Il libro di Raffaello Mastrolonardo per Rizzoli: «Vi porto in Puglia»

L’autore barese torna con un’opera dedicata alla sua regione. Narrazione preziosa per il «Viaggio» in Capitanata, Terra di Bari e Terra d’Otranto

Domenica 21 Agosto 2022, 19:15

Un viaggio del cuore e dell’anima nella propria terra, sempre presente nei suoi romanzi. Lo scrittore barese Raffaello Mastrolonardo, dopo il successo di Gente del sud. Storia di una famiglia (2018, edito da Tre60), una potente saga sullo sfondo di un secolo di storia italiana e di una terra difficile e bellissima, torna in libreria sempre con la Puglia protagonista. Stavolta non con un romanzo, ma con quello che l’autore stesso definisce «un itinerario reale ed emozionale da nord a sud, non privo di fughe, anticipazioni e digressioni, nelle tre terre di Puglia: Capitanata, Terra di Bari e Terra d’Otranto». Il volume si intitola Viaggio nelle Puglie, edito da Rizzoli (pagg 223, euro 24,90) e gli occhi con cui Mastrolonardo prende per mano il lettore - novello Virgilio, che di mestiere fa il manager bancario - sono quelli di un uomo innamorato che narra della sua amante e del suo amore. Dal Neolitico alla Magna Grecia, ai Romani e ai Goti, agli Arabi, ai Longobardi, ai Bizantini, seguiti da Normanni e Svevi; e ancora, dagli Angioini francesi e poi dagli Aragonesi spagnoli.

«È un libro arrivato inaspettato - rivela lo scrittore -, perché l’anno scorso io e il mio agente siamo stati contattati dall’editor della Rizzoli: sono stati loro a chiedermi di scriverlo. Questo testimonia l’appeal sempre più crescente della Puglia».

Osservando quanto la regione sia un filo rosso di tutte le sue pubblicazioni, da «Lettera a Léontine» in poi, possiamo definire «Viaggio nelle Puglie» un punto di approdo per lei?

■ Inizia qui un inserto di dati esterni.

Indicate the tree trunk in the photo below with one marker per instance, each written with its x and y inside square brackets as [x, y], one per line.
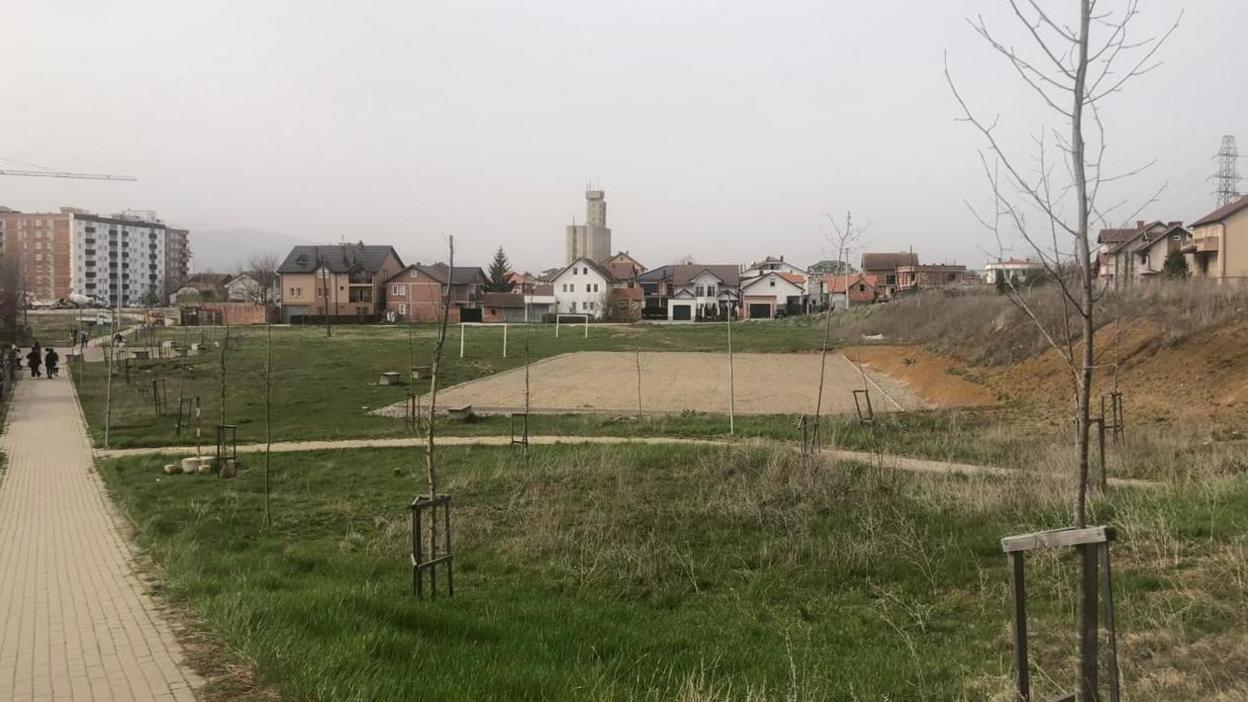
[1087, 687]
[429, 461]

«Sicuramente è una tappa importante. Il libro si dipana lungo le Puglie intese in senso geografico, ma anche storico. Perché le storie di questa regione sono tante, come le vicende emotive che la riguardano».

Capitanata, Terra di Bari e Terra d’Otranto sono le tre zone principali della narrazione.

«Sono terre molto diverse che hanno mescolato le loro anime. Le ho separate, nella scrittura, perché questa è l’originaria divisione delle tribù degli Iapigi: Dauni, Peucezi e Messapi. In circa 2500 anni questa separazione è rimasta, con caratteristiche innumerevoli. Tutte da leggere».

Come ha approcciato alla ricerca storica?

«Avevo tutto in testa. Sono sempre stato un cultore di storia e di arte. È un libro alla portata di tutti, e avendo girato per lavoro la Puglia in 40 anni (con una macchina fotografica al seguito), ho sempre raccolto ovunque uno squarcio di bellezza».

Lei cita anche uomini e leggende. Ce ne indichi qualcuno.

«L’uomo è quello a cui ho dedicato il libro: Federico II di Svevia. Senza i Normanni e senza di lui la Puglia non sarebbe quella che oggi conosciamo. Quanto alle leggende, quella di Diomede, il compagno di merende di Ulisse approdato nei nostri lidi, è un mito greco che ci riguarda direttamente: ha fondato quasi la metà delle città della Puglia».

In quale epoca sceglierebbe di rinascere, se potesse?

«Non ho dubbi: in quella di Roberto il Guiscardo, nell’undicesimo secolo. Ha dato inizio all’epopea normanna e alla nascita di questa regione».

In copertina un’immagine pugliese iconica: Castel del Monte. Una sua scelta?

«Sì, è il mio luogo dell’anima. Ci andavo da bambino con mio padre, e ci ho portato le mie figlie. Quando mi sento smarrito e solo, torno lì a cercare un po’ di pace. La storia ufficiale lo fonde con il Puer Apuliae, ma sono un po’ scettico. Ne propongo un’altra non suffragata da fonti storiche, ma decisamente più affascinante, presa da Aldo Tavolaro. Castel del Monte viene attribuito a Federico per un unico documento di cui non abbiamo neanche l’originale. Si parla di castello di caccia o luogo di piacere, ma basta visitarlo per capire che non è un castello inteso in senso classico. Non ha tutti gli spazi per ospitare la corte dell’uomo più potente del mondo. Probabile invece che si debba la sua costruzione all’altra grande potenza di quel periodo: i Templari. Pensiamo al rapporto con il sole, la luna, le stelle: non può essere casuale e rivela una cultura superiore, che a quel tempo solo i monaci guerrieri potevano esprimere».

Come si fonde l’impegno della scrittura con il suo lavoro in banca?

«Mi sento un artigiano della parola, non uno scrittore. Così come mi sento un artigiano del credito, e non un bancario».